Joining up…

Whenever you find that you are on the side of the majority, it is time to reform. ~Mark Twain

Despite my age, there are some aspects of my personality that continue to amaze me.  One of them is the dichotomy between yearning to be accepted by a group and the suffocation I feel when I am.  I’ve always felt like an outsider, although I don’t think I am perceived that way. When I took the Myers-Briggs Type Indicator many years ago, I was assessed as an INFJ, which means:

Introversion vs. Extraversion, iNtuitive vs. Sensing, Feeling vs. Thinking, Judging vs. Perceiving*

Since that is the least common type in the U.S. population, and allowing for my borderline results within half the dichotomies of F/T and J/P, it is no wonder that I find it hard to be a joiner.

Growing up an INFJ was not easy, especially in my childhood household.  I suspect my father was an I, possibly a N, and definitely a J. My personality resembled my father’s (I??J) more than my mother’s, but my father didn’t participate much in the intricacies of raising daughters, leaving it to my mother, who was probably an EFTJ.  She was mystified by dreamy, sensitive girls like me.  I discovered that I could please her by getting good grades and having some kind of social life.  In high school I joined the kind of clubs  she would have joined and held onto one boyfriend throughout high school so that I could be assured of invitations to dances.  I even joined her sorority in college, envying the GDIs the whole time.

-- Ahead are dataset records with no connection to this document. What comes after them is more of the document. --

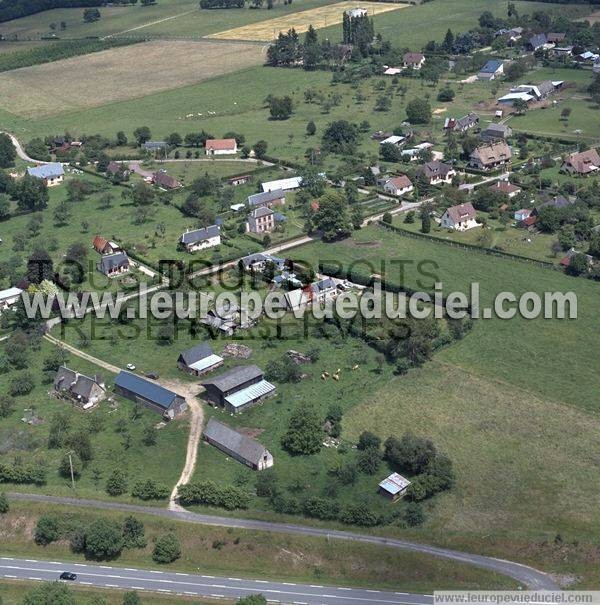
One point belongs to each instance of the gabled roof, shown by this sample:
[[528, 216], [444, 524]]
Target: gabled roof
[[434, 169], [584, 162], [77, 384], [198, 235], [162, 178], [505, 187], [245, 447], [10, 293], [46, 171], [235, 377], [394, 484], [155, 144], [148, 390], [262, 211], [462, 212], [196, 353], [110, 261], [493, 152], [220, 144], [99, 243], [399, 182], [538, 40], [491, 67], [265, 197], [413, 58], [323, 285]]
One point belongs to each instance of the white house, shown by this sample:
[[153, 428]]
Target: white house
[[460, 218], [220, 147], [398, 185], [200, 239], [394, 486], [395, 139], [52, 173], [9, 297]]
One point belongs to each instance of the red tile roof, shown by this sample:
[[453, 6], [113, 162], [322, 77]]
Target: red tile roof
[[220, 144]]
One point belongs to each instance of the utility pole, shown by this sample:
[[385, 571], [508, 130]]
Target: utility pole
[[72, 475]]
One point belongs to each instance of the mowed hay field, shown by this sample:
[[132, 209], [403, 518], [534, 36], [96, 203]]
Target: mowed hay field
[[119, 74], [317, 17]]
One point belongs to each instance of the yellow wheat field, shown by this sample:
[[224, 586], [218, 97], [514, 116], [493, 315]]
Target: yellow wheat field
[[317, 17]]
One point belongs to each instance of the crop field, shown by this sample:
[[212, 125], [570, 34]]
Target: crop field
[[317, 17], [119, 74]]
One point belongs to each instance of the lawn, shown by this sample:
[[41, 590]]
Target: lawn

I grew up in a religious family (Methodist), with various minister ancestors who preached their way west.  I liked the “belonging-ness” of church membership because it seemed safe, warm and predictable, even though I had abandoned my belief in the tenets of the faith by the time I was twelve.  Through the years I learned that belonging to a church   was constricting, demanding and definitely unsafe for me.  By the age of 45 I abandoned all pretext of declaring myself religious.  Politically I have yet to abandon my party affiliation, mainly because our country is so polarized and I don’t see how change will happen without working through the system.  However, I do not plan to use my blog for political statements, so I will simply define myself as a humanist.**

Despite the insights about myself I have gained, I know that I am still evolving as a person.  There are no easy answers to the Big Questions about existence.  I also know that working against who I am is fruitless.  I will continue to gain understanding and self-acceptance, enjoy learning something new, but I cannot be other than I am.  The biggest mistakes in my life began when I followed someone else’s drum beat, rather than the drum beat of my own heart.